No
necesito muchas palabras para definir lo que los lectores encontrarán, como he
encontrado yo, en el interior de este libro. De hecho, precisaré solamente una:
Azorín. Quienes hayan recorrido alguna de sus obras, me entenderán de forma
clara. Quienes se apresten a su primera aproximación al prosista alicantino,
que lo recuerden para futuros abordajes. Porque Azorín es siempre Azorín. Si no
fuera porque podría ser juzgado como broma, usaría para etiquetar a Azorín la
fórmula con la que definen al entrenador José Mourinho: Special One. Es exactamente
eso. “Dudo ante las cuartillas [nos dice] de si un pobre hombre como yo,
es decir, de si un pequeño filósofo, que vive en un grano de arena perdido en
lo infinito, debe estampar en el papel los minúsculos acontecimientos de su
vida prosaica” (p.46).
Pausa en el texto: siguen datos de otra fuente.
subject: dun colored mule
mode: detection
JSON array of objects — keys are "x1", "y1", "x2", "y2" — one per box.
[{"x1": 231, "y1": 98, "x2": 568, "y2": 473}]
Por fortuna, esta vacilación se queda en un simple
recurso retórico, pues de inmediato el escritor de Monóvar comienza a
explicarnos cómo fue su infancia, con sus maestros ásperos, que le provocaban
“una angustia indecible” y que convertían el colegio en “una caverna lóbrega”
(p.57), donde se veía obligado a incorporarse a unos ritmos estúpidos, de los
que se liberaba mirando por las ventanas (temprana fascinación por el paisaje)
y escuchando el tañido de las campanas (las eternas campanas de sus páginas
mejores). A la vez, nos va dando noticia, en pequeñas viñetas deliciosas, sobre
algunos de sus familiares, sobre las profesiones pequeñitas, que siempre lo han
impresionado (las tenerías, los percoceros, los regatones) y, continuamente,
sobre la localidad de Yecla, que nos retrata con tintes más bien oscuros,
derivados quizá de su tristeza infantil: “un pueblo terrible” (p.70), “una
ciudad soberbia y extraña” (p.73), “un poblachón sombrío” (p.112), etc.
Pero decía al principio que este volumen es puro Azorín; y eso significa que, si no disfrutas con el ritmo lento y melancólico de su mirar y de su prosa desde las primeras páginas, déjalo. No insistas. Es su forma de mirar y de contar. No hay en ella evoluciones ni cambios. O la tomas o la dejas. Yo, desde luego, la tomo. Es uno de mis clásicos.